To summarize: When you "pick a pocket" you get (at your discretion) either a single, small item on the target's person (a dagger, a scroll, a piece of worn jewelry) or a small handful of objects (presumably money or gems) grabbed randomly out of a pouch; don't get gready and try to get a fistful. If the character doesn't have a pouch, you will need to actually ask the target player to pull her belongings out of her pocket and let you take a handful. If you want to steal a large object (a sword) or an entire pouch, use the green side of your stealth card. You may only steal from each target once during the entire game.
And remember, if you're using stealth, then act stealthy! Talking or fighting immediately negates your stealthy actions and reveals you to everyone. And use common sense -- if someone is chasing you, you can't "hide in shadows" unless you actually manage to duck around a corner or otherwise leave their line of sight for a second.
All other abilities will be handled in an ad hoc manner. Most will be with ability cards that tell you what to do on what side and what happens when you do it on the other. Ability cards may do almost anything, including modify the normal combat or stealth rules. Unless specifically noted, special abilities are not transferrable. Remember to act out the ability! The card exists only as a handy reminder for how the appropriate ability works.
Some items allow the user to do special things. These will be handled by ability cards as above, but the card must go with the physical prop, so if someone takes the item they get the card. Items without cards will certainly exist in the game, and may be quite valuable, but they have no special abilities. The only exception to this rule are weapons, which don't need a card since they all have a standard effect (+1 to your combat rating).

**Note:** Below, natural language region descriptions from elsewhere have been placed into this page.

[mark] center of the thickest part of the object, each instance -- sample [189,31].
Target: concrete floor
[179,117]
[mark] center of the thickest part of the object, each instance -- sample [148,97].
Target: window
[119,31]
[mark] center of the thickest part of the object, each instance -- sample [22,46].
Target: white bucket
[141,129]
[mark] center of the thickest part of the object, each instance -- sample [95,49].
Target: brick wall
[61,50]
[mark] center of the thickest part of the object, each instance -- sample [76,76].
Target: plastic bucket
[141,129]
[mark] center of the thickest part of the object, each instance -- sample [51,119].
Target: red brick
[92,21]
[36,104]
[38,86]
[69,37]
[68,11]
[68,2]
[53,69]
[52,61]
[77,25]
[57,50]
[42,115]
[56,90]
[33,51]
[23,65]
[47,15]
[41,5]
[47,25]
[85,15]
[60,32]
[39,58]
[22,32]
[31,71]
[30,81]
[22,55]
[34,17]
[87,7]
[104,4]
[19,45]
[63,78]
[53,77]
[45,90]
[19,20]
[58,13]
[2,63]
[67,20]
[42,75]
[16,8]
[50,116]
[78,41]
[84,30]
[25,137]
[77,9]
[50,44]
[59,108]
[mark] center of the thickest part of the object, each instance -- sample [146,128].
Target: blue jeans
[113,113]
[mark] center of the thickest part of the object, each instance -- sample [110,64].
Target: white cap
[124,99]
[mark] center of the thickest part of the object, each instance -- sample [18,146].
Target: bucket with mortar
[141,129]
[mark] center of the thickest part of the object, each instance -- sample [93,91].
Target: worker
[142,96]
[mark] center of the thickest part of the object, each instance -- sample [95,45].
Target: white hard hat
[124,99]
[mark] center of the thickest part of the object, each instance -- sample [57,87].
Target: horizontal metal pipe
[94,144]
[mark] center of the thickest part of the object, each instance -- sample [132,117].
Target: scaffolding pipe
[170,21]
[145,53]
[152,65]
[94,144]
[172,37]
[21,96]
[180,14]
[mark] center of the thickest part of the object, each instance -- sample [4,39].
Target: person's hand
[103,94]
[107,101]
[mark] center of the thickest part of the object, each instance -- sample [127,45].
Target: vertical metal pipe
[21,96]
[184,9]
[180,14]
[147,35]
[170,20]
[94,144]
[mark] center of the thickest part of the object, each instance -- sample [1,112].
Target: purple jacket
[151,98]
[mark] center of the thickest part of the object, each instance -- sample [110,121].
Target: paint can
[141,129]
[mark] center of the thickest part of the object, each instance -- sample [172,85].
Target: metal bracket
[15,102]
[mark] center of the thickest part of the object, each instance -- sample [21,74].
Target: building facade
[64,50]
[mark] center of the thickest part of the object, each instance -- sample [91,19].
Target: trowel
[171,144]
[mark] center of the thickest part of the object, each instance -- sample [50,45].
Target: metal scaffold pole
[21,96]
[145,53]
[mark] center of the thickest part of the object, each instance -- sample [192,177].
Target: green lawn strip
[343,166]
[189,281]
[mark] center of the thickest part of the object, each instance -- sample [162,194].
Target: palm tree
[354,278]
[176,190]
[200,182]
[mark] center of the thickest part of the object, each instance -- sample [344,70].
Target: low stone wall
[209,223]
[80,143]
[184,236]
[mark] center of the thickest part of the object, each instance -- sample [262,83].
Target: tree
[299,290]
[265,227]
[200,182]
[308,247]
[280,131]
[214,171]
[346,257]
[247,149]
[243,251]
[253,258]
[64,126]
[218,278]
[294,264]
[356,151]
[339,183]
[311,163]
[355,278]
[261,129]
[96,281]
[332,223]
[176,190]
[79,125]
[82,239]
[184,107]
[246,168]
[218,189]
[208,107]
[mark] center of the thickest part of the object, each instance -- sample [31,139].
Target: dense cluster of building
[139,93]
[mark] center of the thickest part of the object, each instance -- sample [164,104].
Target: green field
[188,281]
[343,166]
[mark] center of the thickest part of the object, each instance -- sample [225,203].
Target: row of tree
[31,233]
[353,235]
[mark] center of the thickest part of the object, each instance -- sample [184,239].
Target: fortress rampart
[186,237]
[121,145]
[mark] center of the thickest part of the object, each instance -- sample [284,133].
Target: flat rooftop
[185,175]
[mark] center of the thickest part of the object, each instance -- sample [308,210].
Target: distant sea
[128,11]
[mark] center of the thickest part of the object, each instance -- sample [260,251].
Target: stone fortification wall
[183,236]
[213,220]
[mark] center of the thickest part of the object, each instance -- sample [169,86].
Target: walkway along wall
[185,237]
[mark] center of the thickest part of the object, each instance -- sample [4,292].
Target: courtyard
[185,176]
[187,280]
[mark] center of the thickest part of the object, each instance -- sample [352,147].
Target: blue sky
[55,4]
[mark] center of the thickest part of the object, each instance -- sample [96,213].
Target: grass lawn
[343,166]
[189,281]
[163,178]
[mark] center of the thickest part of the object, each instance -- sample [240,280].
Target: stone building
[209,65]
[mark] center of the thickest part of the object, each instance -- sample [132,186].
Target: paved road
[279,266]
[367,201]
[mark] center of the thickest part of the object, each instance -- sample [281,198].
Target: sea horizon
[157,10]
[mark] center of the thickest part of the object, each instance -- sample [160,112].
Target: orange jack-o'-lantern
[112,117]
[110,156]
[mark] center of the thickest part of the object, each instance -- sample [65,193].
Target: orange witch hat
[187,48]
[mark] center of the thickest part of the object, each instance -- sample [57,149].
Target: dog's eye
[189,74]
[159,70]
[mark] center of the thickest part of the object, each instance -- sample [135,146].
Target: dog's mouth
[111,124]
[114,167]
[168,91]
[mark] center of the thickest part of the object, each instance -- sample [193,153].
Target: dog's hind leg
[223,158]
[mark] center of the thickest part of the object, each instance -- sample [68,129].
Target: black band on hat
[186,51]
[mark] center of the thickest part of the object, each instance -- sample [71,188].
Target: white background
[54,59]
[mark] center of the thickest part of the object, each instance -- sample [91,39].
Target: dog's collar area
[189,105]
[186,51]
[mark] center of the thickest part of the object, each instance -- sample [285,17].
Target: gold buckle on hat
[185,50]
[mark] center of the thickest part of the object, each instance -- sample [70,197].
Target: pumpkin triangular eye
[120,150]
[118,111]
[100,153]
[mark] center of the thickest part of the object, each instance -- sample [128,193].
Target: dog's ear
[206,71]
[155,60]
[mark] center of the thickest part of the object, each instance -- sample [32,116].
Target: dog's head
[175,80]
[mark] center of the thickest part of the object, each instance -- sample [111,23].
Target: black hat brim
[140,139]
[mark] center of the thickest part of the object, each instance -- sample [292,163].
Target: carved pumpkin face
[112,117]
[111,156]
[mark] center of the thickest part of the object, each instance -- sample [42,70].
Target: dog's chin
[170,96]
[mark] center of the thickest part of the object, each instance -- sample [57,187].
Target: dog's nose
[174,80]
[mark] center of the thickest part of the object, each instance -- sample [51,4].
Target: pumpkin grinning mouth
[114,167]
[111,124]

Lankhmar's coinage comes in three values: the agol (a purple "copper piece", the smerduk (a green "silver piece"), and the rilk (a gold "gold piece"). Coins will be simulated with plastic Mardi Gras coins of the appropriate colors. For the sake of simplicity, ten agols make a smerduk, ten smerduks makde a rilk. Feel free to refer to the coins by either name or metal; the characters in the stories often did. For reference: A copper agol will buy a glass of cheap beer. A silver smerduk will buy a fine meal, a whole flagon of good wine, or the services of a typical whore. Gold rilks are rarely used by anyone other than the wealthy.